AIG thinks "American homeowners are not going to default" so it sells the insurance to Gambler.
And did I mention that AIG (and others) has managed to convince the US Congress that these transactions are not really insurance policies, so AIG does not have to set up any cash reserves to back them up?
A short course in derivatives - Round III
So what could go wrong?
Let's start with those original mortgages. Fannie Mae guidelines require certain backup with each loan before they will buy it: acceptable title work, survey, credit checks, and appraisals. For a long time, this system works fine. But as more investors, banks, and mortgage companies see the profits to be made by selling the derivative securities, and as more people (in other countries especially ) keep looking for relatively safe places to invest their money, the system breaks down.

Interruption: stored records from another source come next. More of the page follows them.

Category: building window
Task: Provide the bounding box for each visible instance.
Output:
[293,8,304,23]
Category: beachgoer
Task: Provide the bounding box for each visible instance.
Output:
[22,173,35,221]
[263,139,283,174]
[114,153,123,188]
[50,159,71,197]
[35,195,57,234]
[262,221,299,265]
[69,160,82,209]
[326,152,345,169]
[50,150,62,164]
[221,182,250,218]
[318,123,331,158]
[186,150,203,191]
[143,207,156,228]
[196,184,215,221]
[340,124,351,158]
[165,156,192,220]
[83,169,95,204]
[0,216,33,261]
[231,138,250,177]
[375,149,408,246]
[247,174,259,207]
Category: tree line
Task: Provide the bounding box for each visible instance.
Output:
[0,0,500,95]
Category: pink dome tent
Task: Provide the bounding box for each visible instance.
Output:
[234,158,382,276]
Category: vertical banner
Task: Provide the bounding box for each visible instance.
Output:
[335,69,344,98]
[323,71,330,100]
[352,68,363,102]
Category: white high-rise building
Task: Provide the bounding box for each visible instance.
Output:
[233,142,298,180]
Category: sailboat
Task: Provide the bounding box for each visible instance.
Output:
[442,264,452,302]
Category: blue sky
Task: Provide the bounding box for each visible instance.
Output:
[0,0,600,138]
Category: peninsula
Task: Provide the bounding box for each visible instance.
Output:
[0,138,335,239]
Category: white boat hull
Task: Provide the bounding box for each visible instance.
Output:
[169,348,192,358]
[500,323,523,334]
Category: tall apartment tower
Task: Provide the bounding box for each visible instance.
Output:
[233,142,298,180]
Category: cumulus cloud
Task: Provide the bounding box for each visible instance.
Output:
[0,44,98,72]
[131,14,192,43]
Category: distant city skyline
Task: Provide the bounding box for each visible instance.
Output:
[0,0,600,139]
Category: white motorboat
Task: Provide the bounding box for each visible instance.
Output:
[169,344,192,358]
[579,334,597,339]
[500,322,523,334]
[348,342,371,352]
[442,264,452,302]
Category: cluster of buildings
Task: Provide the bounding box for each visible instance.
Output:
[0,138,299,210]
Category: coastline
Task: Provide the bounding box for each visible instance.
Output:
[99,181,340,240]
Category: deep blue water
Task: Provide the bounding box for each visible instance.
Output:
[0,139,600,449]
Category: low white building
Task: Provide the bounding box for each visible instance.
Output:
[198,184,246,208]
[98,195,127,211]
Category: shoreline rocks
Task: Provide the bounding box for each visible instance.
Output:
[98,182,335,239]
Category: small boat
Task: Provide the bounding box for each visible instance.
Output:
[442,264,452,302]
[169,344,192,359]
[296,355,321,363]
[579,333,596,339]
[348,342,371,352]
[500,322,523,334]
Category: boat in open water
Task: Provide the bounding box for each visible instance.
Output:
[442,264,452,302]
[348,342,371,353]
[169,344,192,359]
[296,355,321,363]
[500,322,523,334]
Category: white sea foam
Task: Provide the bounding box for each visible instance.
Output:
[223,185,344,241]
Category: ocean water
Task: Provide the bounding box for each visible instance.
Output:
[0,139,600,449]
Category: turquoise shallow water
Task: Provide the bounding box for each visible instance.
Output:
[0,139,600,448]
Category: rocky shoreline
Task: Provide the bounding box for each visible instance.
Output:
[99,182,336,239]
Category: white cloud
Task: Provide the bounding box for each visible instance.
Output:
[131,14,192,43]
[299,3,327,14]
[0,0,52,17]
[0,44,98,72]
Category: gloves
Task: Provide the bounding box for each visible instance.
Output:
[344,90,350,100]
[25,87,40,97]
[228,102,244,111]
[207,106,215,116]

Appraisals and credit checks in particular get very dicey, to the point of being fraudulent in many cases. But no one is looking at that. The realtors and mortgage brokers and lenders and appraisers and credit bureaus are looking at the money to be made. So lots of loans are made that shouldn't be made - to people who don't have the income to repay, on terms that are too onerous to be repaid, on houses that will never be worth the amount of the mortgage.
And then when the tramp is laid off because the company he works for moves oversees, or when the mortgage interest rate kicks up to 12% after five years but tramp's income is still the same, or when tramp incurs $500,000 in medical bills for a condition his health insurance won't cover:
- tramp and thousands like him get behind on their mortgages and a lot of properties go into foreclosure;
- original lender bank can't collect any money to send to BIG BANK (which still owns the notes and mortgages);
- BIG BANK doesn't receive any money to repay the promissory note to Buyer;
- Buyer doesn't receive any money to pay to pension fund on the steroidal security;
- Buyer and Gambler go to AIG to collect on their "this is not insurance" policies - to which AIG says: I can't pay out that much money - and declares bankruptcy.
- pension fund says to its members: sorry, but we just lost $10,000,000 of your money.
OK - this is really simplified. There are as many complications and variations as there are people involved. But I hope this helps someone (maybe tramp?) understand derivatives better.